June 07, 2021
We know it would be too much to expect that New York Times reporters might have some knowledge of policies that the United States had in place twenty or even ten years ago. After all, that would require some memory or some knowledge of history.
Anyhow, for those of us who do have some memory, it was rather striking to see the first paragraph of an article reporting on the expected Senate approval of measures that are explicitly protectionist:
“Faced with an urgent competitive threat from China, the Senate is poised to pass the most expansive industrial policy legislation in U.S. history, blowing past partisan divisions over government support for private industry to embrace a nearly quarter-trillion-dollar investment in building up America’s manufacturing and technological edge.”
So now the United States faces an “urgent” competitive threat from China. Note this this is a news story, not an opinion column.
This framing contrasts sharply with what we saw in the first decade of the century, when the United States was losing millions of manufacturing jobs to China. This led to the destruction of towns and cities across the Midwest, which were overwhelmingly dependent on these manufacturing jobs.
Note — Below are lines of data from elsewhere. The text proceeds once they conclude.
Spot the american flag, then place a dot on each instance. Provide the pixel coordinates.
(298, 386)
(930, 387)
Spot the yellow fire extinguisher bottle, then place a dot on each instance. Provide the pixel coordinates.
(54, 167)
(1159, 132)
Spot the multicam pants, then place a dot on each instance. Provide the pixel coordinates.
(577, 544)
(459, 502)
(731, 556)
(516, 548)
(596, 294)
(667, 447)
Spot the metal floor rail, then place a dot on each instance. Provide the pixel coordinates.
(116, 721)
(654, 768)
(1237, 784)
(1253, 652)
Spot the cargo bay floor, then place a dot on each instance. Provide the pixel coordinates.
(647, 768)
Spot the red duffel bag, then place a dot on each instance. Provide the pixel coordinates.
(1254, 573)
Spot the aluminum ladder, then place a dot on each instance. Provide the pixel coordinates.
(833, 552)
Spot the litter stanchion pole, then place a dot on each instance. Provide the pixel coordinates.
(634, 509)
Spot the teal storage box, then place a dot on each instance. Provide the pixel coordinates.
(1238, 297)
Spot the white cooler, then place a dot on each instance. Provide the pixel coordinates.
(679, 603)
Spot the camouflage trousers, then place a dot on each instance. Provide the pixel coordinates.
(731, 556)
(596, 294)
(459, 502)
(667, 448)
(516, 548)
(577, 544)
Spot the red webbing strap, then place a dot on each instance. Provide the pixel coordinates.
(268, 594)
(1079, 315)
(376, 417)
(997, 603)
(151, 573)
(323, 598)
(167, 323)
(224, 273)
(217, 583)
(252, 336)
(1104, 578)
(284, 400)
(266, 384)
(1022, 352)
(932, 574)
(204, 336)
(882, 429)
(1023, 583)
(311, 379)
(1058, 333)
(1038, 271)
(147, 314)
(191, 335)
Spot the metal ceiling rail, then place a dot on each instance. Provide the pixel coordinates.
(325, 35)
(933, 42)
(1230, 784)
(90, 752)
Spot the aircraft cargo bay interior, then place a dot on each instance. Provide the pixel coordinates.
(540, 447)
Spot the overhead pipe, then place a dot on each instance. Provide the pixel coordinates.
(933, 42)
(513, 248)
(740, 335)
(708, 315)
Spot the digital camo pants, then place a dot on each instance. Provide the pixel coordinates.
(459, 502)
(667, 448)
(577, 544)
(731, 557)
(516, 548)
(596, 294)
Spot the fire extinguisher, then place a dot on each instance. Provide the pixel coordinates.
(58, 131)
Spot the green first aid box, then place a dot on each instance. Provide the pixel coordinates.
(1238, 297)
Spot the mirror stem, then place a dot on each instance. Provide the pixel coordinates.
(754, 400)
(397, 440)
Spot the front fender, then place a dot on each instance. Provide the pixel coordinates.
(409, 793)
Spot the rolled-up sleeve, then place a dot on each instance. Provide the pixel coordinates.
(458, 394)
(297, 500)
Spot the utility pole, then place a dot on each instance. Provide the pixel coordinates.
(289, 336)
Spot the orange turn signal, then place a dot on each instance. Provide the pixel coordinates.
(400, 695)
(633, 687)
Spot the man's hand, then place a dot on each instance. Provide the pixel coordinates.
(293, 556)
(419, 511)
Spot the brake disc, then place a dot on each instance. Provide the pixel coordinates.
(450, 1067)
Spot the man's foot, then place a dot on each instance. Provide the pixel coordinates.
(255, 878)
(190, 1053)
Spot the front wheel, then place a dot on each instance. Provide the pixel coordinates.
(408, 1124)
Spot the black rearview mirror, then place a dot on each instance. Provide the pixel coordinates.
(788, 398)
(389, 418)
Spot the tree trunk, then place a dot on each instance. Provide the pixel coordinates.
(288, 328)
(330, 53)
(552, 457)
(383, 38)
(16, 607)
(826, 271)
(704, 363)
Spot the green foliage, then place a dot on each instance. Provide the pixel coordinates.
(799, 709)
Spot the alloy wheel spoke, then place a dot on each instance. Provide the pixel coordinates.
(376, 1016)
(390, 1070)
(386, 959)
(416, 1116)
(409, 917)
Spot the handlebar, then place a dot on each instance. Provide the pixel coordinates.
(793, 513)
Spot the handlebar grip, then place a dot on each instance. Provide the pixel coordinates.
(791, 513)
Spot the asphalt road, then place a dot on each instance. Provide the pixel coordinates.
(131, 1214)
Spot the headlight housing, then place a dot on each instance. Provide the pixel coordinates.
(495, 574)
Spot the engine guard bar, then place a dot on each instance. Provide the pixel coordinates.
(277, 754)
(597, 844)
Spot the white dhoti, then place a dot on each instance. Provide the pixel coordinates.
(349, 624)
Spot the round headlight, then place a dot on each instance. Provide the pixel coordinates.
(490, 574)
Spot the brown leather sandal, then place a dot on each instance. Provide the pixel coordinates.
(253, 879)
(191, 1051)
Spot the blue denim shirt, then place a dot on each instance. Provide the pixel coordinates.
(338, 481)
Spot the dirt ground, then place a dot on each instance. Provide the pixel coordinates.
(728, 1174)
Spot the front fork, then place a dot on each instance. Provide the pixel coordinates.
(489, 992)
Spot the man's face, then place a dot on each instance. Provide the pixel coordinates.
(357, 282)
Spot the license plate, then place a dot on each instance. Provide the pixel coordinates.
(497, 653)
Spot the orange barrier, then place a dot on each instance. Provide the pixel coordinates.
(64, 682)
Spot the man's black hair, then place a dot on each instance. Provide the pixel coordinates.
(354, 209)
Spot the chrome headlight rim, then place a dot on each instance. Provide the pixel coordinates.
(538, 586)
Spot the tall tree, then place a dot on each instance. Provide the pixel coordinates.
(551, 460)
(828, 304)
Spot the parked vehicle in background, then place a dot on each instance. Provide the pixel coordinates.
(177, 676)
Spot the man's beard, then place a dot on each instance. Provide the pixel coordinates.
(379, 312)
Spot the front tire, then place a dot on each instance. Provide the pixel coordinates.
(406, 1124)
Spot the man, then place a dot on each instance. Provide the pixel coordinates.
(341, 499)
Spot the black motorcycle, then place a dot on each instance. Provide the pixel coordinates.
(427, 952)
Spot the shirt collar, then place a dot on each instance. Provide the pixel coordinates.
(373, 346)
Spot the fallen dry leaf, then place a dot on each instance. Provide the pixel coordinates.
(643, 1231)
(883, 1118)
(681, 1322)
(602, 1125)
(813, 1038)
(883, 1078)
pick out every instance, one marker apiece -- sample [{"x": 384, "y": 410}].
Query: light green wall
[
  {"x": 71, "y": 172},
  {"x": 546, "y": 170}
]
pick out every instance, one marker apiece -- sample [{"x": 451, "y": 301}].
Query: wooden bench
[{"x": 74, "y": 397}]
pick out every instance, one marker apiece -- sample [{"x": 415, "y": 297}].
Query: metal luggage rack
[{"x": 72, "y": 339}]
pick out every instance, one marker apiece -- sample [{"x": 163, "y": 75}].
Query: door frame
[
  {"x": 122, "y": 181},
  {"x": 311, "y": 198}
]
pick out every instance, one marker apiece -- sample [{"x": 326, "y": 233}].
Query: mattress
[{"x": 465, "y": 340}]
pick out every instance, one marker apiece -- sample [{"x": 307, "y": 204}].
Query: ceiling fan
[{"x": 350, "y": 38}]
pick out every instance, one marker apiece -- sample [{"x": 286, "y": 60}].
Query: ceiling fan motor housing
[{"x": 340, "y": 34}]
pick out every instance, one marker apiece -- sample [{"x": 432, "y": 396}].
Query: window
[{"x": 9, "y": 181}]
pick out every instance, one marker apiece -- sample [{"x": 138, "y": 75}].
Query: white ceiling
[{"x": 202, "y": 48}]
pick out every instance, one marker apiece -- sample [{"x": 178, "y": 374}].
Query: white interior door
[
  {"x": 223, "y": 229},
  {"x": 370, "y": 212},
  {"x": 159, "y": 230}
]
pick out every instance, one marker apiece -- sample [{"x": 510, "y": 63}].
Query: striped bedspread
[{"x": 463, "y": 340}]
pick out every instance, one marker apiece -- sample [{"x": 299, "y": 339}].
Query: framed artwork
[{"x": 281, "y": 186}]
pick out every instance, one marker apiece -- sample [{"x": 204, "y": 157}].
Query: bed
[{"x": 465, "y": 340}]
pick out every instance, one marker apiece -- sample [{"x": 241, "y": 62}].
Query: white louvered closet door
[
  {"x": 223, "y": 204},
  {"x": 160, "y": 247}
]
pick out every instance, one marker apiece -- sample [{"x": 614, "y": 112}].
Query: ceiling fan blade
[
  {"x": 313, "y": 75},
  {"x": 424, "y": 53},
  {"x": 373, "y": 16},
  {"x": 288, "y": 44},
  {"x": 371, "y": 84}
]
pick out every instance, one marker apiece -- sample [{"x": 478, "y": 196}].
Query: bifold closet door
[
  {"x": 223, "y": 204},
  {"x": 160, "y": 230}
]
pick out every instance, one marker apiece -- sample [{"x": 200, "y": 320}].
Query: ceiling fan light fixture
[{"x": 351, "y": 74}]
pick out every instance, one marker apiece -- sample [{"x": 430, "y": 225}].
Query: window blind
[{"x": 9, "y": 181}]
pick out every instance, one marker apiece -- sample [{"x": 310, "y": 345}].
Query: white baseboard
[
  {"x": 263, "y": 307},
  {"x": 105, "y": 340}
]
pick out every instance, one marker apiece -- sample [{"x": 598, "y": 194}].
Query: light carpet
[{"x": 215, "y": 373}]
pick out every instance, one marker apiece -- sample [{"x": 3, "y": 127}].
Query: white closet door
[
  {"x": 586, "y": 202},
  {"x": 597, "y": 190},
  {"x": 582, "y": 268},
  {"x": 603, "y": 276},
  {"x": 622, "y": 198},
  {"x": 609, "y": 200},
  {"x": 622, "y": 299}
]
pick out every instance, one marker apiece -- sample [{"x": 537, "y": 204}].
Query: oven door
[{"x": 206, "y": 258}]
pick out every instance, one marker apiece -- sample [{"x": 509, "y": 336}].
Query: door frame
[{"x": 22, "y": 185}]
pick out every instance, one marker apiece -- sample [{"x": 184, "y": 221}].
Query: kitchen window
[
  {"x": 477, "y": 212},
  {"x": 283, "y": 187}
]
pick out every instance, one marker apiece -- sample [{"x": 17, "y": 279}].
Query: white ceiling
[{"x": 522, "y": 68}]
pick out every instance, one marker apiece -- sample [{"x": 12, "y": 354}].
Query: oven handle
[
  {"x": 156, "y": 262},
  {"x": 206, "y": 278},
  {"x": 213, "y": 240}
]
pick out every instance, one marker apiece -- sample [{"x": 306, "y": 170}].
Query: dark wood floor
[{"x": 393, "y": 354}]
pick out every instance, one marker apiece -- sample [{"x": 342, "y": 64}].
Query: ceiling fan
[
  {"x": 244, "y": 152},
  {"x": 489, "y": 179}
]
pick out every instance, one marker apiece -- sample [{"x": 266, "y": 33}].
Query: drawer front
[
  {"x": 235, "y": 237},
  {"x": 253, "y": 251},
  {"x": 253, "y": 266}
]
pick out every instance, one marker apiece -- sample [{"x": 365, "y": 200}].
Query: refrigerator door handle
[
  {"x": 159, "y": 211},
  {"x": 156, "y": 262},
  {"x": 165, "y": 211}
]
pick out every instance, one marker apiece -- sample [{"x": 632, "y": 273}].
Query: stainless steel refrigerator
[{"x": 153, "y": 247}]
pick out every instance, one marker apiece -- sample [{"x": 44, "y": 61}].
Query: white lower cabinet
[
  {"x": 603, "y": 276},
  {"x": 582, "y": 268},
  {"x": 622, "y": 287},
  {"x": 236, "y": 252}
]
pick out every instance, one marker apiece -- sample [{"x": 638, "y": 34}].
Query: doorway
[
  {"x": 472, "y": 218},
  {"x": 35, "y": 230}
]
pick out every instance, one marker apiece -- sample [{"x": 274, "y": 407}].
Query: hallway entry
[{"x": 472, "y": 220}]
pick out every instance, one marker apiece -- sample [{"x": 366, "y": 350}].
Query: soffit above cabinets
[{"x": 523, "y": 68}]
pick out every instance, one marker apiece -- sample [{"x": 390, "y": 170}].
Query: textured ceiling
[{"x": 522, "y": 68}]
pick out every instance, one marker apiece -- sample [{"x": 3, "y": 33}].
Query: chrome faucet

Back then, this was simply a story of free trade benefiting the economy, not a problem of an urgent competitive threat.
But now, when the jobs being subjected to competition are those of are most highly educated workers, software designers, biotech engineers and others with advanced degrees, free trade is no longer good. And, instead of U.S. companies like GE and Walmart benefiting from cheap Chinese labor, our leading tech companies are worried about going head-to-head with more efficient Chinese competitors.
We can all see why there would be urgency now. Oh well, this should help sustain the market for hand-wringing books and articles about inequality.